South Korea was basically on par with Haiti around 1950. It was a similar level of economic development. Since then South Korean has followed a Keynesian path and Haiti has followed a neoliberal path. In Haiti you're dealing with starvation and anywhere between 50 and 70% unemployment. South Korea still isn't where the US is. Does that mean that what they've done has failed? No. They've grown tremendously.

Let's not pretend the Western Europe or Japan did anything remotely like what Mark Perry and the rest at AEI would recommend. AEI recommendations were rammed through in the Soviet Union at the fall. And Boris Yeltsin had to end democracy to do it, which he managed thanks to critical US backing. He rammed through privatization and elimination of price controls, and millions would die as a result of that over the next decade. When does anybody around here mention that? All they care about is that Chavez hasn't yet completely eliminated all of Venezuela's problems. The difference between Chavez and Yeltsin is that Chavez has made a very bad situation a little better. Yeltsin made a fairly bad situation much worse.

 
At 4/24/2012 12:50 PM, Blogger Methinks said...

And Boris Yeltsin had to end democracy to do it, which he managed thanks to critical US backing. He rammed through privatization and elimination of price controls, and millions would die as a result of that over the next decade. When does anybody around here mention that?

No because it's bullshit.

 
At 4/24/2012 1:08 PM, Blogger Jon Murphy said...

Well, I'm done here. Jon, all due respect, I don't know what history book you've read, but it ain't one based on facts.

 
At 4/24/2012 3:03 PM, Blogger Jon said...

A lot of what I've written is based on two books. "Bad Samaritans" by Ha Joon Chang and "The Shock Doctrine" by Naomi Klein. If you are interested in evaluating the arguments from the other side those are a good place to start.

 
At 4/24/2012 3:39 PM, Blogger Methinks said...

Well, that explains a lot. I almost sprained my eyeballs reading Bad Samaritans and I can't read anything by Naomi Klein without wondering if she's writing about something happening on another planet.

I will say that they are talented. This much BS is hard to come by without incredible effort on their part.

 
At 4/24/2012 4:34 PM, Blogger Jon Murphy said...

"Bad Samaritans" by Ha Joon Chang and "The Shock Doctrine" by Naomi Klein. If you are interested in evaluating the arguments from the other side those are a good place to start.

Actually, that's legit. I didn't read "Bad Samaritans" but I did read "Kicking Away the Ladder" by Chang, which is worth a read. The economics and history in it is weak, but his analysis is pretty solid. The only problem is he is using bad info at the start so the resulting analysis is tainted.

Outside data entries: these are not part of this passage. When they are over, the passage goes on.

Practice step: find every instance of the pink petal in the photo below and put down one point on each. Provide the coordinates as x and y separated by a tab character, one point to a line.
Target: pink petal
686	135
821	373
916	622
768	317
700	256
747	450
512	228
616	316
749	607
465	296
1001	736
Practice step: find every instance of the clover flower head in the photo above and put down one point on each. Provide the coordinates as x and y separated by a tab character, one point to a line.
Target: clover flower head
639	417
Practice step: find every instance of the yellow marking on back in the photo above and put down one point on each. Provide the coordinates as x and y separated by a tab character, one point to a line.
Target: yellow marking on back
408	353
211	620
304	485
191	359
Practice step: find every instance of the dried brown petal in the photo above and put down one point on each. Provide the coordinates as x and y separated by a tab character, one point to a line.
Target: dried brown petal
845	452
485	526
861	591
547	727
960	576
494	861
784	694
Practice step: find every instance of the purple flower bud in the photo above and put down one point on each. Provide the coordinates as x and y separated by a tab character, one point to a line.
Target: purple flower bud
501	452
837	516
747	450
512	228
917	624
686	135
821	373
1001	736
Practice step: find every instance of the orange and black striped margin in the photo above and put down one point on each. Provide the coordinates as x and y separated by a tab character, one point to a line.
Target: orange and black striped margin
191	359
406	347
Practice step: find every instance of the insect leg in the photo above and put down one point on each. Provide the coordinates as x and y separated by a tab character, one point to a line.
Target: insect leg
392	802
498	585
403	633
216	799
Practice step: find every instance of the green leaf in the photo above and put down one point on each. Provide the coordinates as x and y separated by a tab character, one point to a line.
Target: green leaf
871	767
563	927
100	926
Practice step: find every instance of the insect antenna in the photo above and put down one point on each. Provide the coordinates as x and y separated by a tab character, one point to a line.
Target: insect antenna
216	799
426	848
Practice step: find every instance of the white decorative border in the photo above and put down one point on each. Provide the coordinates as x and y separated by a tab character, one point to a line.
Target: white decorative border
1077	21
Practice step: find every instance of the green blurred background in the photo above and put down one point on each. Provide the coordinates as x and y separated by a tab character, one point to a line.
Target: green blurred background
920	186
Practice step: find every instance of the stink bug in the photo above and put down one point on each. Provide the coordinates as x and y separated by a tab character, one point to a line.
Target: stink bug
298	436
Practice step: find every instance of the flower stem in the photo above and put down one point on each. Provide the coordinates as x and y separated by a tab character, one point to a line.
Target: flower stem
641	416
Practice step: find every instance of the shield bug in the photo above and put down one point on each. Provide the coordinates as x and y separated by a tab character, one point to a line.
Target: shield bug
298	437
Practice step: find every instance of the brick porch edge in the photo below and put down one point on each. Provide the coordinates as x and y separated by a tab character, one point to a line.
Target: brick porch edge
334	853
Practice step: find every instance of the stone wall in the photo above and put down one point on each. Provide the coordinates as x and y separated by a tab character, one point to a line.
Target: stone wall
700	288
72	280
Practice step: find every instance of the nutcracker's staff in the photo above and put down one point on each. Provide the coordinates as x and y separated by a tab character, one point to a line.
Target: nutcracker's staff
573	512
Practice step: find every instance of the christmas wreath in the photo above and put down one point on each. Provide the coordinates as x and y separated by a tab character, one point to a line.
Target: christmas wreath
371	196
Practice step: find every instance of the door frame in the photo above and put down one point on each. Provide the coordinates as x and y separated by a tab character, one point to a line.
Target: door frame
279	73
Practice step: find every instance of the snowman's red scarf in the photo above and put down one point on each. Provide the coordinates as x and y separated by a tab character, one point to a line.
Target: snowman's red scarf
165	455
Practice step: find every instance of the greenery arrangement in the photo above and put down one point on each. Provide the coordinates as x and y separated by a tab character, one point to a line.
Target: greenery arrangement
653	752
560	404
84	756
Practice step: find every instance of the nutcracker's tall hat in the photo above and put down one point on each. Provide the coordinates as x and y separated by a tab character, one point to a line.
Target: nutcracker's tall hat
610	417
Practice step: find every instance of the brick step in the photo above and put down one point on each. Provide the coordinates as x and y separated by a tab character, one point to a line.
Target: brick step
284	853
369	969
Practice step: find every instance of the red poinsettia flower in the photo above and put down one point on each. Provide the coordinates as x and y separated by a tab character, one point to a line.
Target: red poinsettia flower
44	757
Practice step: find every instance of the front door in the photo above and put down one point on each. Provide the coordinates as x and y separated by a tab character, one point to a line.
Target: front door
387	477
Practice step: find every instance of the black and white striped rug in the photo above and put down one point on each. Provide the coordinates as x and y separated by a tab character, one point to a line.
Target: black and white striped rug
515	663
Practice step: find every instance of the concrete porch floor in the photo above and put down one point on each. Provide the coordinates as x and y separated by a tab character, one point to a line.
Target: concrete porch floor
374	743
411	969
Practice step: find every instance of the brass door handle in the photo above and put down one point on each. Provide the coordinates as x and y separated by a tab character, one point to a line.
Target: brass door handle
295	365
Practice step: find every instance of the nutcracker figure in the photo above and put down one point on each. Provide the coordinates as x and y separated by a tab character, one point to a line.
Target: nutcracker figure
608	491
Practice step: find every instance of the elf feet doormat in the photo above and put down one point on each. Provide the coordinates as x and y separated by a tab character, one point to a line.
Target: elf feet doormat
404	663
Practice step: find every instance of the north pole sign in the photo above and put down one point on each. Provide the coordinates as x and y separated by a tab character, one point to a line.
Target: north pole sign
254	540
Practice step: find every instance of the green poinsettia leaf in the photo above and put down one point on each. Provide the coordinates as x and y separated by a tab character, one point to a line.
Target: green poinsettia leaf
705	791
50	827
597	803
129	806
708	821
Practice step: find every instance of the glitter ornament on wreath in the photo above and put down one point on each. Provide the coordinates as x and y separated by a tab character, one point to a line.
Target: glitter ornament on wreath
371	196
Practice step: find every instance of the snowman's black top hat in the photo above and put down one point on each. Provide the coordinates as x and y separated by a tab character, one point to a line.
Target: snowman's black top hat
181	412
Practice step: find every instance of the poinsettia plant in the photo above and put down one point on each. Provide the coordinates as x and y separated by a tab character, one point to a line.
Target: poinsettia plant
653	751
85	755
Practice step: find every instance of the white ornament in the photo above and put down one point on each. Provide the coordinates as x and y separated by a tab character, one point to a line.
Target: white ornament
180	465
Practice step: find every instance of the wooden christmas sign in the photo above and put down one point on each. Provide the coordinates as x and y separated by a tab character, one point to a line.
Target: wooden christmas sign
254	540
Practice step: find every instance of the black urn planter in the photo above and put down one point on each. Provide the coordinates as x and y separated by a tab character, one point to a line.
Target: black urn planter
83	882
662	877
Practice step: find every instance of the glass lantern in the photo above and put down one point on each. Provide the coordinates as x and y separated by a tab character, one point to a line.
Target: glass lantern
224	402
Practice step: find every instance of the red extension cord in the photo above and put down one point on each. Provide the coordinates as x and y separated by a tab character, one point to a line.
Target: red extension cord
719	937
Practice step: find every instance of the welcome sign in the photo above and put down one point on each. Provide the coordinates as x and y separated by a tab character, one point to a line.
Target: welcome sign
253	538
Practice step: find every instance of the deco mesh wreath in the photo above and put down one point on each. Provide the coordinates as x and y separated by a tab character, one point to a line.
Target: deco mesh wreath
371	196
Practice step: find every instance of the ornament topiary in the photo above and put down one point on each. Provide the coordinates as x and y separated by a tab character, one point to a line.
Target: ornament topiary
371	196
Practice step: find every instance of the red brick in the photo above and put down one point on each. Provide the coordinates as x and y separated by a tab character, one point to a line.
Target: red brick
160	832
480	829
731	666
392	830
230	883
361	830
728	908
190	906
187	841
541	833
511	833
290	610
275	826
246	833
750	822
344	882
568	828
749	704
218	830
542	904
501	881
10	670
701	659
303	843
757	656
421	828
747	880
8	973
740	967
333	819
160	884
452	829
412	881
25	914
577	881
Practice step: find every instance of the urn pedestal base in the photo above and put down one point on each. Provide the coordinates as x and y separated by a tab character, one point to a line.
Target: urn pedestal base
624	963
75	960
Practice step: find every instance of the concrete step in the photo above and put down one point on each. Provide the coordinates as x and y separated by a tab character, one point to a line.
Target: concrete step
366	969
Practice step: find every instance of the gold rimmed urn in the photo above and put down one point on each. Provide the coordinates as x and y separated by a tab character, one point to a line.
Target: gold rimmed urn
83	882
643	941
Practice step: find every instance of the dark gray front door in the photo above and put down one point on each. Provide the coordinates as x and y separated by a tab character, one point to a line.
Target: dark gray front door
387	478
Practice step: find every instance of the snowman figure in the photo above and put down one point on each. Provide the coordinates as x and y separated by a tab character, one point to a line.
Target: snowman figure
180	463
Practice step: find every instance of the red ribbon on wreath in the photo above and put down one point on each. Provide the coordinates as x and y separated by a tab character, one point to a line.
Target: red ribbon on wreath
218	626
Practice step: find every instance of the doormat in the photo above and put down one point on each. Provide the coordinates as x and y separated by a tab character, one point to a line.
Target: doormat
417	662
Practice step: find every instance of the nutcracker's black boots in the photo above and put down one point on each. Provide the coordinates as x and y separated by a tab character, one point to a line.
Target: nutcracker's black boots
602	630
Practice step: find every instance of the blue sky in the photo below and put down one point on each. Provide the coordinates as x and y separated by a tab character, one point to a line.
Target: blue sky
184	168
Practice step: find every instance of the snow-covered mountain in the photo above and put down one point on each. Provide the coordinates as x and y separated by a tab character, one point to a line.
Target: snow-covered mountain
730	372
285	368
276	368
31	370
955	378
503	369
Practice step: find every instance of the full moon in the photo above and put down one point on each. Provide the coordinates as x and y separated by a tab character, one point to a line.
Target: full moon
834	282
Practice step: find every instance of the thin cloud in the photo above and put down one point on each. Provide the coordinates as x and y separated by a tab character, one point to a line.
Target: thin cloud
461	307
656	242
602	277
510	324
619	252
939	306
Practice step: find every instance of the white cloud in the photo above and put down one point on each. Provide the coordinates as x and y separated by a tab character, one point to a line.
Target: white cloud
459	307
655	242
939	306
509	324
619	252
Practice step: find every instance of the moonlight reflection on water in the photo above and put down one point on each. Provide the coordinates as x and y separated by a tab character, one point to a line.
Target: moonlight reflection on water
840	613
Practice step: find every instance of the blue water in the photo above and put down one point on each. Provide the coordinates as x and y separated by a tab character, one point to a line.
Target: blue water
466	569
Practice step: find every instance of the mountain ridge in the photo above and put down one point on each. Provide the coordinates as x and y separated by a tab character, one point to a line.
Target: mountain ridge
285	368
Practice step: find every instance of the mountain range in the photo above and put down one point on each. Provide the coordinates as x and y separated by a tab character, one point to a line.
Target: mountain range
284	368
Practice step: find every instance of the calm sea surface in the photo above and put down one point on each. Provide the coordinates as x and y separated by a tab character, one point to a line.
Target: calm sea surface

Klein is a writer I'd put on par with Howard Zinn (People's History of the United States). The writing is interesting, if light on facts. It provides a great counterpoint to the mainstream commentary, but should be taken with a grain of salt.

 
At 4/25/2012 6:42 AM, Blogger Jon said...

I'm sure Klein would take comparisons to Zinn as a major compliment. Her book is packed with footnotes and references. Apparently she had a team of lawyers and research assistance keeping her honest on her claims. She figured she'd better be careful because feathers will be ruffled. Possibly people will try to bring lawsuits. At her website you can read much of the source material. Things like Friedman's letters to Pinochet and the like. So it's pretty rigorous.

Glad to see you've read Chang though. If you have any good critiques I'd be interested to read them. Also for Klein.

 
At 4/25/2012 12:47 PM, Blogger juandos said...

jon murphy says: "Klein is a writer I'd put on par with Howard Zinn (People's History of the United States)"...

Is Klein that bad of a historian that you would put her on par with Howard 'I'm a wretched commie swine and I hate America' Zinn?